Epic Games has agreed to pay a fine totalling US$520 million (~RM2.3 billion), set by the US Federal Trade Commission (FTC), in order to put allegations pertaining to its battle royale title, Fortnite. The fine comprises two parts: one over the violation of the Children’s Online Privacy Protection Act (COPPA), and the other over billing practices and use of dark patterns.
For the first violation, The FTC fined Epic Games US$275 million (~RM1.22 billion), a sum that the government agency says is the largest it penalty it has slapped a company with over the issue. The second fine, or order in this case, requires the Unreal Engine 5 (UE5) owner to refund customers US$245 million (~RM1.08 billion) over billing practices and the earlier mentioned “dark patterns”. For the uninitiated, that term is a name given to a site’s UI and design that is more or less purposefully made to be scammy, both in design and practice.
Epic Games creator of the video game Fortnite, to pay a total of $520 million over FTC allegations Epic violated the Children’s Online Privacy Protection Act and deployed dark patterns to dupe millions of players into making unintentional purchases: https://t.co/yHaQx8VXlu
— FTC (@FTC) December 19, 2022
“As our complaints note, Epic used privacy-invasive default settings and deceptive interfaces that tricked Fortnite users, including teenagers and children,” FTC Chair Lina M. Khan said . “Protecting the public, and especially children, from online privacy invasions and dark patterns is a top priority for the Commission, and these enforcement actions make clear to businesses that the FTC is cracking down on these unlawful practices.”
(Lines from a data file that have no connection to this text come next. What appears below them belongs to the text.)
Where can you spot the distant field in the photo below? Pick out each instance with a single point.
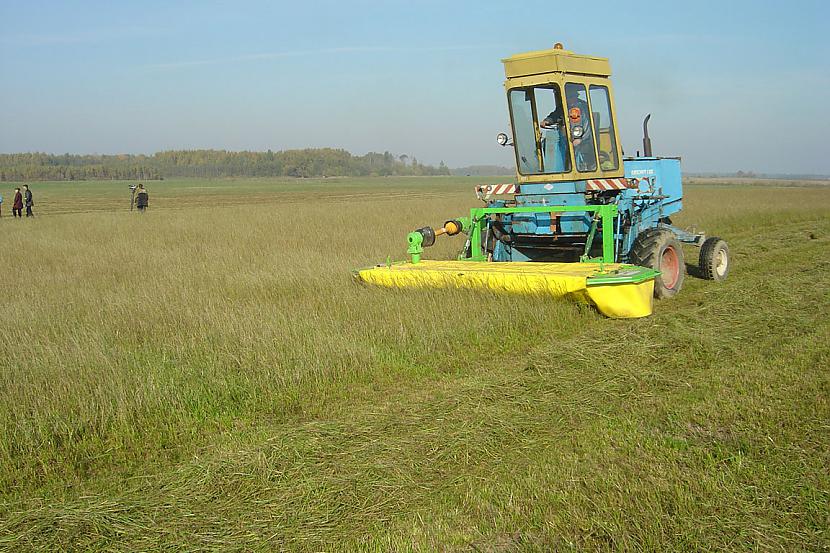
(207, 376)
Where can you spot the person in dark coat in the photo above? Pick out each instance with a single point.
(17, 204)
(27, 198)
(142, 199)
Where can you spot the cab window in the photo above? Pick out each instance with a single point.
(580, 127)
(539, 132)
(604, 123)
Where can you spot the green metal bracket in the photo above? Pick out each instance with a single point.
(604, 213)
(415, 240)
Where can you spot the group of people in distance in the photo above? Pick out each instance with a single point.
(25, 198)
(20, 199)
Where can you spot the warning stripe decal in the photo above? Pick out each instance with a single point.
(484, 191)
(607, 184)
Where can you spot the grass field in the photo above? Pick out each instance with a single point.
(207, 376)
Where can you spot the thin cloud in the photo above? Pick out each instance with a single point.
(315, 52)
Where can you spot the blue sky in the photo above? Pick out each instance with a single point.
(731, 85)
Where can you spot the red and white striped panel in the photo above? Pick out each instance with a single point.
(484, 191)
(607, 184)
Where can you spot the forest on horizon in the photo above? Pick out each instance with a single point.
(311, 162)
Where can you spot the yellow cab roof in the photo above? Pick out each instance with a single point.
(555, 60)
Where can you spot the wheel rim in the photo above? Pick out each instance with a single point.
(721, 263)
(670, 267)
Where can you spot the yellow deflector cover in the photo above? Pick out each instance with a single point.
(622, 299)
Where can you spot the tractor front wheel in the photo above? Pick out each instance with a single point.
(660, 249)
(714, 259)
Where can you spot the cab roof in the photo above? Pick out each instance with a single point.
(555, 60)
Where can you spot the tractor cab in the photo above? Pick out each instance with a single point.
(561, 113)
(595, 226)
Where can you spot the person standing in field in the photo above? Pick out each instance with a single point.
(27, 198)
(142, 199)
(17, 204)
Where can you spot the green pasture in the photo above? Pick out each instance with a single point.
(208, 376)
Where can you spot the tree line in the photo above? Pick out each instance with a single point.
(320, 162)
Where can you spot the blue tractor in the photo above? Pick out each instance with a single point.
(580, 222)
(568, 154)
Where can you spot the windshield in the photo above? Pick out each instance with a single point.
(539, 130)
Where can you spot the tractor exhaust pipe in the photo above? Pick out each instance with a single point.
(646, 139)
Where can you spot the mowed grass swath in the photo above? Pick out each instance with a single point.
(209, 376)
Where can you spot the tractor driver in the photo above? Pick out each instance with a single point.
(580, 126)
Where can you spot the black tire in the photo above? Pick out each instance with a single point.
(714, 259)
(660, 249)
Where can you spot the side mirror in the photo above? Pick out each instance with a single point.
(503, 139)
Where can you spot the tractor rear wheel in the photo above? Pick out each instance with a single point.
(660, 249)
(714, 259)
Elaborating on the second fine further, the FTC alleged Epic Games had actually used its dark patterns to trick players into making unwanted purchases, as well as allowing children to rack up unauthorised charges, all with parental consent. This happened inspite of the Fortnite owner having rolled out “cabined” accounts this month for young Fortnite, Fall Guys, and Rocket League players on its platform.
These “cabined” account from Epic Games were basically supposed to lock children out of certain features that require parental consent, such as voice chat or even buying items from in-game stores with real money.
Epic Games has said that it has already “restored thousands of accounts that were banned due to reported chargebacks” that occurred with its previous policy. As of now, the company’s digital platform no longer stores payment information by default, and users will have the chance to opt out of it.